ICON Patient Centred Outcomes is currently seeking a Project Manager, PCS (Patient Centred Sciences) to join our team!

Location - London (UK) or Abingdon (UK), office based

ICON Patient Centred Outcomes (PCO) is part of ICON plc, a leading global Clinical Research Organization headquartered in Dublin, Ireland. Our PCO group undertakes consultancy projects for international clients in both the pharmaceutical and medical device sectors, supporting late-phase clinical trials. The work of the PCO group focuses on patient-centered research, including health related quality of life, disease signs and symptoms, treatment preference, adherence and satisfaction. The group is respected globally for the quality and innovation of their applied qualitative and quantitative work. Much of their work involves Clinical Outcome Assessment (COA) endpoint/instrument selection and regulatory support; COA instrument development and psychometric validation; study design, analysis and interpretation; COA quantitative analysis; utility measurement; and patient preference studies. Our PCO team is based in US (San Francisco, Boston, Gaithersburg, Raleigh), UK (London, Abingdon), France (Lyon) and Germany.

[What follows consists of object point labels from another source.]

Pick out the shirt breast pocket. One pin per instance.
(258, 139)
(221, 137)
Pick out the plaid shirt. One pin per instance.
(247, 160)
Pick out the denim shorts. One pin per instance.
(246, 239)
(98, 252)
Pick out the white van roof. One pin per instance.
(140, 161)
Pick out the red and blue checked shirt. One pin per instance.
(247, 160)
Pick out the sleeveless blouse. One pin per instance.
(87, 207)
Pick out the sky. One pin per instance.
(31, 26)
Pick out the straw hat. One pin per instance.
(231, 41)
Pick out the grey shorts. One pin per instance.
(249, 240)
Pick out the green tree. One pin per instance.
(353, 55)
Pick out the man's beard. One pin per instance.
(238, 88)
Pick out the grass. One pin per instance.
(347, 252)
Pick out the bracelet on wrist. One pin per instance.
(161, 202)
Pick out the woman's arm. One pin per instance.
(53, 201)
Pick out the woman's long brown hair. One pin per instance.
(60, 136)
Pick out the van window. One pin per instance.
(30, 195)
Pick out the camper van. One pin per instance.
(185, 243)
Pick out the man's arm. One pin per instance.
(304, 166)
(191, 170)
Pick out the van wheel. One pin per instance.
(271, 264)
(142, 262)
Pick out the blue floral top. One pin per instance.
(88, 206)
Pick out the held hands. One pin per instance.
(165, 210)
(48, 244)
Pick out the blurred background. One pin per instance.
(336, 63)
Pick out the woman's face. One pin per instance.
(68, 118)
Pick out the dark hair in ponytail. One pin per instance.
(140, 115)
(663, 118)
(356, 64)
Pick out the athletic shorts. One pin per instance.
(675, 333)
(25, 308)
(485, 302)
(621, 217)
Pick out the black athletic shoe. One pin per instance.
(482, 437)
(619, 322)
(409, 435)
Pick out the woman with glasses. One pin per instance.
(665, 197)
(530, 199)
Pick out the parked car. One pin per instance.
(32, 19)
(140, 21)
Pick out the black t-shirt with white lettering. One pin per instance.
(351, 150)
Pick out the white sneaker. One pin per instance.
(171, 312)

We are looking for a Project Manager who is looking to join our consultancy group.

The Project Manager supports the assigned department or functional team through the independent management of assigned projects and tasks. The Project Manager works closely with other members of the project team, client, clinical/scientific teams, and internal and external clients and vendors worldwide for successful project execution. The Project Manager supports the development and training of more junior staff. The Project Manager has a firm grasp on the process and deliverables of their functional team and actively contributes to process improvements.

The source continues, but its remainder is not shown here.